Production-first design: Checkpointing, human-in-the-loop, streaming, and LangSmith integration are built in, not bolted on. Teams building production agents don't start from scratch on these concerns.
Multi-agent support: Subgraphs, supervisor patterns, and the Send API for fan-out make multi-agent architectures a natural fit rather than a framework stretch.
Cons#
Verbosity: A simple two-node agent in LangGraph requires significantly more code than the equivalent in LangChain or direct API usage. The state schema, graph construction, edge definitions, and compilation ceremony add boilerplate that smaller projects don't need.

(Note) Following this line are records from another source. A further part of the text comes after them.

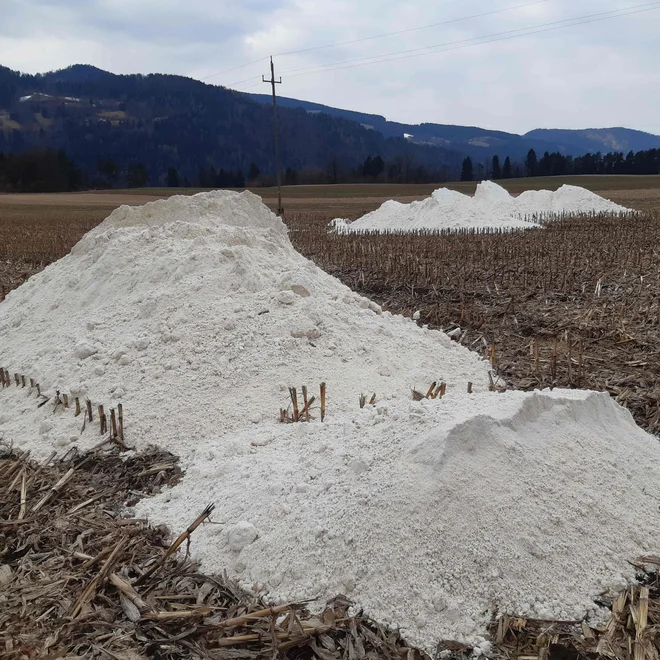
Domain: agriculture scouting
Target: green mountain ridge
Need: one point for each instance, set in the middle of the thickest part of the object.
(106, 123)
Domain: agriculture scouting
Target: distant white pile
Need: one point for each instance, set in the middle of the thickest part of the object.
(491, 207)
(196, 313)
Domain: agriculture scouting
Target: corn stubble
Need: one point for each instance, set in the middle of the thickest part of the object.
(572, 305)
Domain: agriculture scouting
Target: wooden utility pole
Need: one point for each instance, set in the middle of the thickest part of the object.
(273, 82)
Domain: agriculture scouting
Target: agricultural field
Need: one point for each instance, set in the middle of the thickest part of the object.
(574, 305)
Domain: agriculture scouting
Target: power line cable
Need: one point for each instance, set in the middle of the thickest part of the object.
(377, 36)
(464, 43)
(415, 29)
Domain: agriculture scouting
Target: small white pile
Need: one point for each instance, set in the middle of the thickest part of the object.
(196, 313)
(492, 207)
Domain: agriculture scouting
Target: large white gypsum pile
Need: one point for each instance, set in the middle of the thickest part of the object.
(491, 207)
(196, 313)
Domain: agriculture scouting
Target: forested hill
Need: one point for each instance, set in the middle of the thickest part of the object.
(481, 143)
(160, 129)
(105, 122)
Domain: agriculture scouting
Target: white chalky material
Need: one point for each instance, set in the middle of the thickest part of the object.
(197, 314)
(491, 207)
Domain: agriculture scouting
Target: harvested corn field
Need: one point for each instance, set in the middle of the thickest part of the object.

Learning curve: Graph concepts, reducers, conditional edge functions, and state management require time to internalize. Teams without prior graph/state-machine experience often find the first few days frustrating.
LangSmith pricing at scale: The LangSmith Teams tier at $39/seat/month adds up for larger engineering teams. At 20 engineers, that's $780/month just for observability.
Who Should Use LangGraph#
Strong fit:
- Teams building production agents with complex control flow
- Applications requiring human-in-the-loop review of agent actions
- Long-running agents that must survive failures and resume
- Multi-agent architectures needing a well-designed coordination layer
- Teams already invested in the LangChain ecosystem
Poor fit:
- Simple single-turn agents (LangChain or direct API is less overhead)

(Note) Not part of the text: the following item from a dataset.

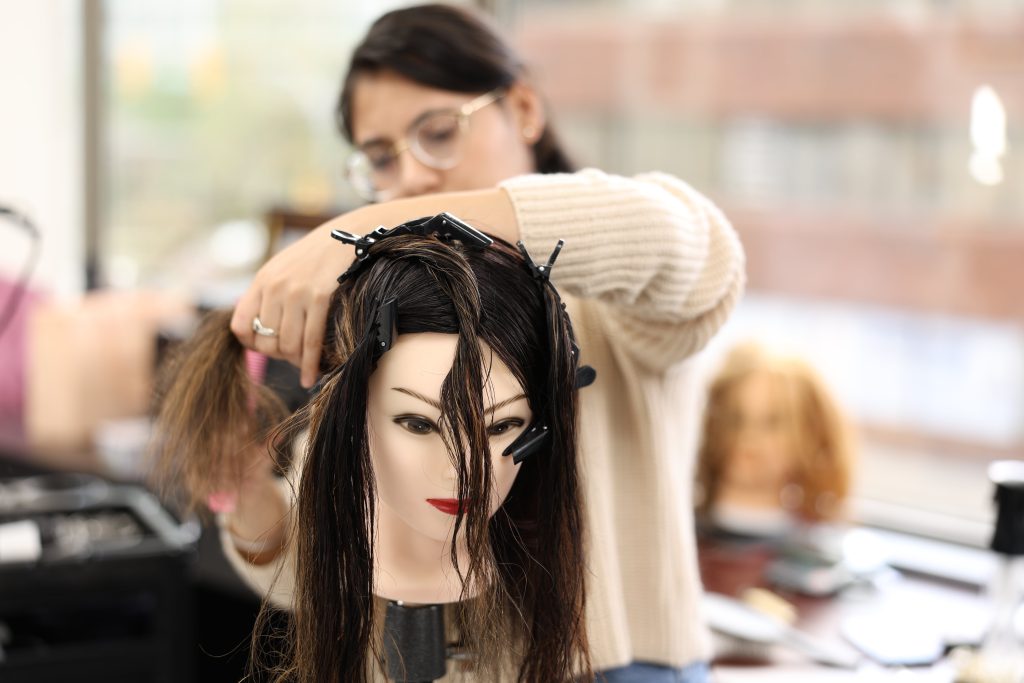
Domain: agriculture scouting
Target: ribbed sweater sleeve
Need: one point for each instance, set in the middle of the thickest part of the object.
(662, 259)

- Rapid prototyping where verbosity slows iteration
- Non-Python teams (TypeScript support is less mature)
- Teams evaluating options before committing to LangChain ecosystem lock-in
Verdict#
LangGraph earns a 4.4/5 rating. For production multi-agent systems, it's the most complete solution available in the Python ecosystem. The checkpointing, streaming, multi-agent support, and LangSmith integration form a production stack that would take months to build independently.

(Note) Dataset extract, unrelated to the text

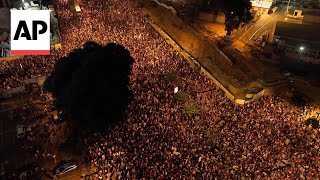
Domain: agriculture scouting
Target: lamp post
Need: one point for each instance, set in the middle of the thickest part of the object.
(288, 7)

The verbosity and learning curve are real costs that must be weighed against the production benefits. For complex, long-running agents in production, LangGraph pays for its complexity cost many times over. For smaller or simpler agents, the overhead may not be justified.
Related Resources#
- LangGraph in the AI Agent Directory
- LangGraph Multi-Agent Tutorial
- LangChain vs AutoGen Comparison
- LangChain Review — Foundation framework
- Supervisor Agent Glossary Term — Pattern LangGraph implements
Frequently Asked Questions#
What is LangGraph and how is it different from LangChain?#
LangChain provides abstractions for LLM chains, retrievers, and tools. LangGraph adds a graph model for stateful agent workflows with cycles, conditional branching, and parallel execution. Use LangChain for sequential pipelines; use LangGraph for complex stateful agents.
When should I use LangGraph vs CrewAI?#
Use LangGraph for precise workflow control, cyclical patterns, checkpointing, and human-in-the-loop. Use CrewAI for faster development with opinionated role-based design. LangGraph gives more control; CrewAI gives faster iteration.
Does LangGraph support human-in-the-loop workflows?#
Yes — interrupt_before pauses execution at specified nodes, and checkpointing persists exact graph state. Agents can pause indefinitely for human review and resume without losing state.
What is LangGraph Cloud and do I need it?#
LangGraph Cloud provides managed deployment infrastructure. It's not required — LangGraph is open-source. Teams without DevOps capacity find it valuable; teams with infrastructure expertise can self-host.